160. A pharmaceutical composition of any of claims 138-140 or the use of any of claims 141-143, wherein the administration comprises subcutaneously administering to the subject about 20 mg to about 200 mg of an anti-amyloid β antibody once about every 4 weeks; the anti-amyloid β antibody comprising a heavy chain of SEQ ID NO: 101, with or without the C-terminal lysine, and a light chain of SEQ ID NO: 102.

161. A pharmaceutical composition of any of claims 138-140 or the use of any of claims 141-143, wherein the administration comprises subcutaneously administering to the subject about 45 mg of an anti-amyloid β antibody once about every 4 weeks; the anti-amyloid β antibody comprising a heavy chain of SEQ ID NO: 101, with or without the C-terminal lysine, and a light chain of SEQ ID NO: 102.

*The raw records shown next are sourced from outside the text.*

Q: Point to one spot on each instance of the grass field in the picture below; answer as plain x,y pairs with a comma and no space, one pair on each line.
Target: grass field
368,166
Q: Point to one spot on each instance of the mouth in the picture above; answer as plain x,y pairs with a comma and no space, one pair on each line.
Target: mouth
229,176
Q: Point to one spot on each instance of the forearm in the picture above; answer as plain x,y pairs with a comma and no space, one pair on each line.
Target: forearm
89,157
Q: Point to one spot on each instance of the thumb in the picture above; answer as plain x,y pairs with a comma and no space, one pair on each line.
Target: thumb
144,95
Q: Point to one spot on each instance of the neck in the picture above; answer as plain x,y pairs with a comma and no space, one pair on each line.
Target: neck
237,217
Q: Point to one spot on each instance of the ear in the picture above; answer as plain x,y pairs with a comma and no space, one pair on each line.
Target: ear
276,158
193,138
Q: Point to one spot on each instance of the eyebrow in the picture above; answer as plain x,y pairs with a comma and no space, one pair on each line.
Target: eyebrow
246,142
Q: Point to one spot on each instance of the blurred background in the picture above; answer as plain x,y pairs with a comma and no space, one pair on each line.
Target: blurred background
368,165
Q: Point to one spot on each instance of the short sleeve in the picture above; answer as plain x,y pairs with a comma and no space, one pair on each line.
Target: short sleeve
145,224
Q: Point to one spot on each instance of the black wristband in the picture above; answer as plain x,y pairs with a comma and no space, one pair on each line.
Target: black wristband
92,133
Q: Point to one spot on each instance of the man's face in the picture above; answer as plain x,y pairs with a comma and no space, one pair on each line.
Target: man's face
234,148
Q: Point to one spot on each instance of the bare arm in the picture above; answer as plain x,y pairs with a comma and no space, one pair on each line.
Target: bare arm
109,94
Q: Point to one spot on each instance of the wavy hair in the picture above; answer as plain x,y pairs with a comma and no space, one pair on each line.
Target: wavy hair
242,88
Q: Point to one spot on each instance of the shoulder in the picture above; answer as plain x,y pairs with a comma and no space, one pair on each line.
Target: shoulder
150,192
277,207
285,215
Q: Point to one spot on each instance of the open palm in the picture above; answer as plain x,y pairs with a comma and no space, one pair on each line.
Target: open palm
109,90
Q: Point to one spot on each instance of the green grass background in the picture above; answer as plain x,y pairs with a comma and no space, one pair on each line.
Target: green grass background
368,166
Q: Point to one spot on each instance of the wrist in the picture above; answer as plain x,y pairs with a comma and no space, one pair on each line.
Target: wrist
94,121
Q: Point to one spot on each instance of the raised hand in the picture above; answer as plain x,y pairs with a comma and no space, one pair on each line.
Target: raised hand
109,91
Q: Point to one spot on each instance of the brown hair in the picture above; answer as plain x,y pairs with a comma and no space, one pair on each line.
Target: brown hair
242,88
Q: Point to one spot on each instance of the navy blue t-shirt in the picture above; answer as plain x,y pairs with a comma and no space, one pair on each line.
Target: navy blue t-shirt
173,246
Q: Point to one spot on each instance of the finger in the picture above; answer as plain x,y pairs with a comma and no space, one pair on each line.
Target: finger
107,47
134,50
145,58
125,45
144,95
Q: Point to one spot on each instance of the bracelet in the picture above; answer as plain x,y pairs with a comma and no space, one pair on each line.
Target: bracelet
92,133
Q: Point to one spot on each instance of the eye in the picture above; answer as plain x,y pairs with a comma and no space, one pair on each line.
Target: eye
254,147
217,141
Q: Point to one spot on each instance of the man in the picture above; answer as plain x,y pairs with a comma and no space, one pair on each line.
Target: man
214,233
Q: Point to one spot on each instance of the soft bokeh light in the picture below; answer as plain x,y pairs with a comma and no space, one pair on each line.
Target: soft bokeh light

162. A pharmaceutical composition of any of claims 138-140 or the use of any of claims 141-143, wherein the administration comprises subcutaneously administering to the subject about 70 mg of an anti-amyloid β antibody once about every 4 weeks; the anti-amyloid β antibody comprising a heavy chain of SEQ ID NO: 101, with or without the C-terminal lysine, and a light chain of SEQ ID NO: 102.

163. A pharmaceutical composition of any of claims 138-140 or the use of any of claims 141-143, wherein the administration comprises subcutaneously administering to the subject about 200 mg of an anti-amyloid β antibody once about every 4 weeks; the anti-amyloid β antibody comprising a heavy chain of SEQ ID NO: 101, with or without the C-terminal lysine, and a light chain of SEQ ID NO: 102.